Comédien, réalisateur et figure populaire du cinéma français, Dany Boon a toujours assumé son hypersensibilité à la santé, jusqu’à en faire un sujet de film en 2014. Face au Covid, cette anxiété s’est transformée en rituels parfois absurdes et gestes extrêmes. Au micro de TF1, il racontait son quotidien sanitaire de l’époque :
« Le gel hydroalcoolique, je me désinfectais le visage avec. C’était complètement débile. C’était pas une bonne idée. Ça brûle au bout d’un moment ! Sinon, on laissait les courses dehors. On lit les conneries qu’il peut y avoir sur internet, par exemple le fait que le virus restait sur le plastique plus de 72 heures, et 15 heures sur le carton. Alors on se met à acheter du carton ! »

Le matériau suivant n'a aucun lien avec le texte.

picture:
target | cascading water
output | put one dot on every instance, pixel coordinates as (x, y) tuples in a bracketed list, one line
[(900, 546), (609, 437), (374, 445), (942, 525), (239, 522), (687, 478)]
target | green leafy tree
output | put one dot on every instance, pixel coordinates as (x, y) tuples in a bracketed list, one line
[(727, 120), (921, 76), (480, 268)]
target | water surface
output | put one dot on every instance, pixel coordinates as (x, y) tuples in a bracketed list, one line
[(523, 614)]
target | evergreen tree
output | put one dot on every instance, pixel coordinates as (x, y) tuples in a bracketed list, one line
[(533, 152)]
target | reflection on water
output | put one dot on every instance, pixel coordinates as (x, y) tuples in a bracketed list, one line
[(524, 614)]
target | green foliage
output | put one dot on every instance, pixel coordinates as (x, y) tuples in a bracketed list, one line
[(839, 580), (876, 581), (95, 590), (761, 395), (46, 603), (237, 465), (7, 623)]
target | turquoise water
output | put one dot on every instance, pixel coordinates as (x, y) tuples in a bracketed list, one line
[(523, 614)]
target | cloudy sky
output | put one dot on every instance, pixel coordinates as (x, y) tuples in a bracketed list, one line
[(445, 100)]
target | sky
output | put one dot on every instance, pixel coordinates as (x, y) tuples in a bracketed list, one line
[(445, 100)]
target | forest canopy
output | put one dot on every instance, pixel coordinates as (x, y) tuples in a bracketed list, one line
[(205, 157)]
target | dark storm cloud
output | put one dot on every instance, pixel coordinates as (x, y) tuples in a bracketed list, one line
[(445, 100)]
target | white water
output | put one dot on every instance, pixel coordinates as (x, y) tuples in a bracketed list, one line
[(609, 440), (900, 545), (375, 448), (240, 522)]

Et malgré toutes ces précautions, Dany Boon a tout de même contracté le Covid, ce qui a encore aggravé son anxiété, notamment avec une mauvaise manipulation de son oxymètre :
« Je l’ai attrapé, et j’étais un peu flippé, oui. J’étais angoissé parce que j’avais acheté un oxymètre, comme dans le film, et je le mettais mal, pas du bon côté du doigt. Du coup, mon taux de saturation était de 85%, alors qu’il ne faut pas descendre en dessous de 94% ou 95%. J’ai appelé mon médecin, qui m’a dit : « Avec 85% tu ne pourrais même pas me parler. Tu dois mal le mettre ! » (rires) »
Six ans après, on imagine aisément que chaque nouvelle vague, chaque alerte sanitaire ou hausse de cas provoque chez l’acteur le même mélange d’inquiétude et de gestes compulsifs. Une anecdote qui rappelle avec humour et tendresse combien l’hypocondrie peut rythmer la vie quotidienne… même pour une star.